Literature DB >> 29928131

Identification of CD24 as a marker for tumorigenesis of melanoma.

Ming-Rui Tang1, Jia-Yan Guo1, Di Wang1, Nan Xu1.   

Abstract

OBJECTIVE: Cutaneous melanoma (CM) is a common skin cancer. Surgery is still the primary treatment for CM, as melanoma is resistant to chemotherapy. In the recent years, it has been found that cancer stem-like cells (CSCs) are responsible for this drug resistance. CD24 is a widely used marker to isolate CSCs. In this study, we aimed to analyze the properties of CD24+ and CD24- subpopulation of melanoma cells.
MATERIALS AND METHODS: We isolated CD24+ cells CSCs using magnetic-activated cell sorting system. We extracted total RNA and carried out reverse transcription polymerase chain reaction analysis. We counted the cell colonies using soft agar assay and assessed the cell invasion using cell migration assay. We implanted CD24+ or CD24- cells into the flank of non-obese diabetic severe combined immunodeficiency mice, and measured the tumor volumes every 5 days until the end of the experiment. We carried out immunohistochemical analysis to study the tissue sections.
RESULTS: We demonstrated that the CD24+ subpopulation has self-renewal properties in vitro and in vivo by using soft agar assay and xenograft tumor model. Furthermore, we confirmed that CD24 expression is accompanied by activation of Notch1 signaling pathway.
CONCLUSION: This study provides new knowledge on the role of CD24 in the tumorigenic ability of melanoma.

Entities:  

Keywords:  CD24; apoptosis; melanoma; migration; therapy

Year:  2018        PMID: 29928131      PMCID: PMC6003289          DOI: 10.2147/OTT.S157043

Source DB:  PubMed          Journal:  Onco Targets Ther        ISSN: 1178-6930            Impact factor:   4.147


Introduction

Cutaneous melanoma (CM), a malignant tumor of the pigment-producing melanocytes, is the most lethal form of skin cancer.1 Surgery is still the primary treatment for CM.1 Several adjuvant therapies have been used for CM, such as radiation therapy and immunotherapy.2,3 However, the major obstacle to an effective treatment for melanoma is tumor heterogeneity.4 Melanoma contains multiple cell populations with various antigens.5 In order to elucidate the roles of the distinct cancer cell subpopulations in melanoma, we isolated two subpopulations based on CD24 expression. In our previous study, we have demonstrated that the levels of CD24 mRNA and protein were higher in cancer tissues than that in normal tissues of the melanoma patients.6 CD24, a 27-amino-acid single-chain protein that binds to the extracellular matrix, is a widely used cancer stem cell marker.7 CD24+ cancer cell colonies isolated from some cancers, such as nasopharyngeal carcinoma,8 ovarian cancer,9 and pancreatic cancer, showed increased self-renewal and enhanced chemoresistance.10 However, other studies showed that lack of CD24 expression appears to be critical for the identification of the breast cancer stem-like cells (CSCs).11,12 In this study, we demonstrated that CD24 was markedly associated with the properties of melanoma cells. CD24 expression in these cells is accompanied by activation of Notch1 signaling pathway. This study provides new knowledge on the role of CD24 in the tumorigenic ability of melanoma.

Materials and methods

Cell lines and culture

The melanoma cell lines, A375 and B16F10, were obtained from the American Type Culture Collection (ATCC; Manassas, VA, USA). Cell lines were grown in Dulbecco’s Modified Eagle’s Medium (Hyclone, Logan, UT, USA) supplemented with 10% fetal bovine serum and antibiotics (100 U/mL penicillin and 100 μg/mL streptomycin) and maintained in a humidified incubator with 5% CO2 at 37°C.
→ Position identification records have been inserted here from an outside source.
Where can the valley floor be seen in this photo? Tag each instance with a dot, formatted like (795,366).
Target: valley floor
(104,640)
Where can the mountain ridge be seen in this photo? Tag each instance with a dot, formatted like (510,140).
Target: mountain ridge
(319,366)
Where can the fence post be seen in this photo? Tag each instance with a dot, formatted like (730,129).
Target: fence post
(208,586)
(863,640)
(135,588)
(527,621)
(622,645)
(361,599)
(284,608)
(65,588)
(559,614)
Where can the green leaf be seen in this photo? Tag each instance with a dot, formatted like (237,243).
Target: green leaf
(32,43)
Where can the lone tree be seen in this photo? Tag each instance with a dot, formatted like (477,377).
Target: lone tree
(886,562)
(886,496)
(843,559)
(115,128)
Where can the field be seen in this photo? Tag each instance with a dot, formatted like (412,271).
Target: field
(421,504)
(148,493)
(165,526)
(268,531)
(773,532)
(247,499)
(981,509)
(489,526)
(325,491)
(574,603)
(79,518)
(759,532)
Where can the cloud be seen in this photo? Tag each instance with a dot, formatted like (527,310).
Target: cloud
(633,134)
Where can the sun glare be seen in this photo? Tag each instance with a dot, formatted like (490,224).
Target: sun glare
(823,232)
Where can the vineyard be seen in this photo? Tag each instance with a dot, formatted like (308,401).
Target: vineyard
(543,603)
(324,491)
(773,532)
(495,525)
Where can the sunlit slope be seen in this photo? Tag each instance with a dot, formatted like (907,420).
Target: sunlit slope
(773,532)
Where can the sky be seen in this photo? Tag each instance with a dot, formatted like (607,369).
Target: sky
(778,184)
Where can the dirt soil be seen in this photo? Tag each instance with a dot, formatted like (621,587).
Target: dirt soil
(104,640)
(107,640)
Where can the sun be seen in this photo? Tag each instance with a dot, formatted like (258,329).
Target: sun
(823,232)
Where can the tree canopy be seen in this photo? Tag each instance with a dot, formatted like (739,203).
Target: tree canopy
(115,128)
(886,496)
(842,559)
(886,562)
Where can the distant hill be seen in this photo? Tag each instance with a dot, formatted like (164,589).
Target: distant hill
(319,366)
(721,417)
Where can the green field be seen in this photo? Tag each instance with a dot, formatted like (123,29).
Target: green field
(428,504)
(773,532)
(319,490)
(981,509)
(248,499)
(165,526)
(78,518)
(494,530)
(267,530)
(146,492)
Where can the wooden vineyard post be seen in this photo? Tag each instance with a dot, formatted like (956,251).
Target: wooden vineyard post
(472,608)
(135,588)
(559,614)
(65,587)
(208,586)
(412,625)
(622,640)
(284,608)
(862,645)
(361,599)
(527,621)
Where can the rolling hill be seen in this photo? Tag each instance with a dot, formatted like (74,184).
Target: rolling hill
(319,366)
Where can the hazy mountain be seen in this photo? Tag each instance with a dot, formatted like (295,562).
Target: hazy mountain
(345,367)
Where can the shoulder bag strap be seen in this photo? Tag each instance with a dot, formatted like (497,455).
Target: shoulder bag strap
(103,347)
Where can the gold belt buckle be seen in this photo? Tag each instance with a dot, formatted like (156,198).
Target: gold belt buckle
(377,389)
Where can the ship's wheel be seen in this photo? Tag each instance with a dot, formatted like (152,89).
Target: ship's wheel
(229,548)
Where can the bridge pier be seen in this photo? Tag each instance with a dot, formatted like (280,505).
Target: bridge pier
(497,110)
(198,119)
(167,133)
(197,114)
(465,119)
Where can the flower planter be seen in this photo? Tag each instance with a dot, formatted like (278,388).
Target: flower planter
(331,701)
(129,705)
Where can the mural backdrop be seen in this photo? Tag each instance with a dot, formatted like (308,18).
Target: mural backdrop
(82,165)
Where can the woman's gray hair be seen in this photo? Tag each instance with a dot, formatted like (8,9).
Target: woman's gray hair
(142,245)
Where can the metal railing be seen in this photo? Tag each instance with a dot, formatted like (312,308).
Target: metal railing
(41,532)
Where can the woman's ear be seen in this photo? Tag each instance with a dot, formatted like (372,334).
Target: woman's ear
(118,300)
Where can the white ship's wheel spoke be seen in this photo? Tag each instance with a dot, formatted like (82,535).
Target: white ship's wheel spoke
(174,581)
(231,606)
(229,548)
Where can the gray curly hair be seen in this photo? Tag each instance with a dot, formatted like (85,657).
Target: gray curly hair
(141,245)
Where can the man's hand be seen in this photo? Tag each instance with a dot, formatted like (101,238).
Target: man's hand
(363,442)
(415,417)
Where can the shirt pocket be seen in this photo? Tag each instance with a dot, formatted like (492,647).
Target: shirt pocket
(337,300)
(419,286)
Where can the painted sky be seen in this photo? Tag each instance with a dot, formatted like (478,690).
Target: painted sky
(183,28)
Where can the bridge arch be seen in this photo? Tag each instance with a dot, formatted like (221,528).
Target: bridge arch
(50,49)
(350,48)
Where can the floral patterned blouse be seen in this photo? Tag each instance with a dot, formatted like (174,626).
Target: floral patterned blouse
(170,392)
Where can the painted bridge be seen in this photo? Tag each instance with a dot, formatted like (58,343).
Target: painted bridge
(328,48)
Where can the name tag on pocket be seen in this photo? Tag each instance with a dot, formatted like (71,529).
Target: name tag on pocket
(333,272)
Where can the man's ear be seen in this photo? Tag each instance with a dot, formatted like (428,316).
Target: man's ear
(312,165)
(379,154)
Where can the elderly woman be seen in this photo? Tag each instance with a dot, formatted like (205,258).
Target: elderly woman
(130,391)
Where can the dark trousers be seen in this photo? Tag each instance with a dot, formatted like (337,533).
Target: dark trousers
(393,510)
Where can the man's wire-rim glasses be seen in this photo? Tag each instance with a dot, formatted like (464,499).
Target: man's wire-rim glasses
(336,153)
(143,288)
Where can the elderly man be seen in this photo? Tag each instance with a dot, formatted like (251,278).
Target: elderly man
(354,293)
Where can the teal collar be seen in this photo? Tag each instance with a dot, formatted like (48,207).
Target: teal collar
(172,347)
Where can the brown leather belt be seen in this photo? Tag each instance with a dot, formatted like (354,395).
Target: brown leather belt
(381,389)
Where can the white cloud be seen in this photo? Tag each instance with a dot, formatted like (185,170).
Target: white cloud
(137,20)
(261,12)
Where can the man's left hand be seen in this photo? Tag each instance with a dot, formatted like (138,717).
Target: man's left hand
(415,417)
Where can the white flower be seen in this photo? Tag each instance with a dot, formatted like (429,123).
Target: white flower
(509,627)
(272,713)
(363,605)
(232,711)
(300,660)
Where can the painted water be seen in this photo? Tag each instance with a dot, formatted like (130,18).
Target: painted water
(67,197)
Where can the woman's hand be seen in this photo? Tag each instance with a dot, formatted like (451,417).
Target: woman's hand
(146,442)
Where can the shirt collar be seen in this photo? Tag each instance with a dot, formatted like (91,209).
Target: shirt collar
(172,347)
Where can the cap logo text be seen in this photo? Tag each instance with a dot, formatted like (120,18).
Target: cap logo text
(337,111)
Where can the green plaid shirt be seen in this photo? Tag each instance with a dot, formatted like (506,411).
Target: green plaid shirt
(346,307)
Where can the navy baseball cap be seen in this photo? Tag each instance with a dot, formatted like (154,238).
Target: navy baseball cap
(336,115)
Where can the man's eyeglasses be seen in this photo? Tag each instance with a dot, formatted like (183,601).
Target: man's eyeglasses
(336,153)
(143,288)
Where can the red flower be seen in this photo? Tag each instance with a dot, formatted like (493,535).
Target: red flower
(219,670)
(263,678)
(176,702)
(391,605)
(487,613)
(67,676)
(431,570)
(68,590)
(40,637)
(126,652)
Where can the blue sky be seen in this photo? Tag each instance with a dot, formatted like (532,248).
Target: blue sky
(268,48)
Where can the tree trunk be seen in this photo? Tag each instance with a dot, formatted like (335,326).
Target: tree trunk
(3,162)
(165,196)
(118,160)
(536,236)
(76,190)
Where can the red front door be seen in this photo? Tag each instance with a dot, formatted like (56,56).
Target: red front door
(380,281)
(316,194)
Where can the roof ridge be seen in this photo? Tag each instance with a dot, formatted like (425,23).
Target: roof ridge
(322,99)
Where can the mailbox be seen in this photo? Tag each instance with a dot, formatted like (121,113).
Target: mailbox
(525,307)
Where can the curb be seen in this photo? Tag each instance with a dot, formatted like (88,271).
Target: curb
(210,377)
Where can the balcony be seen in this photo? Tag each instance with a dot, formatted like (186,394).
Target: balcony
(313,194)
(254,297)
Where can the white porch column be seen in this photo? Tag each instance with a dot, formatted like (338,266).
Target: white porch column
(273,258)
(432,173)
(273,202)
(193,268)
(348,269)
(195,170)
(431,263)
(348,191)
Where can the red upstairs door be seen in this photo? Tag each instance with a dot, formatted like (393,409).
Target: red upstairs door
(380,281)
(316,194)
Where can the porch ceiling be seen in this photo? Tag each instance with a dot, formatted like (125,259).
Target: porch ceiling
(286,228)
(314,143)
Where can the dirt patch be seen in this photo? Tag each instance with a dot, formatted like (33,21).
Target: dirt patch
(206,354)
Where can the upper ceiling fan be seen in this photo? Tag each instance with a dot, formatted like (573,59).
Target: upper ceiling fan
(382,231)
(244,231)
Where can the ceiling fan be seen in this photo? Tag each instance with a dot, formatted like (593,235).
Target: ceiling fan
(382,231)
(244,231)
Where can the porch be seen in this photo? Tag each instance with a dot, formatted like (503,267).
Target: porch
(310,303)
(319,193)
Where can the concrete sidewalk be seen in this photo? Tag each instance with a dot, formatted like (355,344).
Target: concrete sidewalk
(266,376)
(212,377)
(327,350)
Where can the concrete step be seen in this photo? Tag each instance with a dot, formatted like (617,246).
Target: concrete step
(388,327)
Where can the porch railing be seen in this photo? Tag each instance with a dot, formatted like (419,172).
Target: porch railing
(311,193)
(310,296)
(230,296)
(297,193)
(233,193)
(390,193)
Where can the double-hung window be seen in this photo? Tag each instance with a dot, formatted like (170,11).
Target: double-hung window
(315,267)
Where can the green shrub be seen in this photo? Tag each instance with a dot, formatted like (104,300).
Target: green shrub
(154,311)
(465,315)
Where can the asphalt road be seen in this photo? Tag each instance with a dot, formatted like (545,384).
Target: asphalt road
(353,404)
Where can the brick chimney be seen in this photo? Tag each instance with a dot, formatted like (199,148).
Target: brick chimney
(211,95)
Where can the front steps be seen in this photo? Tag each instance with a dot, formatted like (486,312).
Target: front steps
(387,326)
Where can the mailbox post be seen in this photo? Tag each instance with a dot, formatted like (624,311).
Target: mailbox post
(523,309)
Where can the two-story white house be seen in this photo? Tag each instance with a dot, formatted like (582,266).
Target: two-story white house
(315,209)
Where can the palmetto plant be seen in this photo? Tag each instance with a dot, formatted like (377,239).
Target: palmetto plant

Isolation of CD24+ cells from A375 and B16F10 cell lines

Magnetic-activated cell sorting (FACS Vantage SE; Becton Dickinson, Franklin Lakes, NJ, USA) was carried out using CD24 microbeads, according to the manufacturer’s protocol (STEMCELL Technologies, Vancouver, BC, Canada). Cells were labeled with anti-CD24 antibody cocktail and mixed with magnetic microbeads, and then separated by a magnet. Sorted CD24+ and CD24− cells were cultured on a six-well plate and used in the following studies.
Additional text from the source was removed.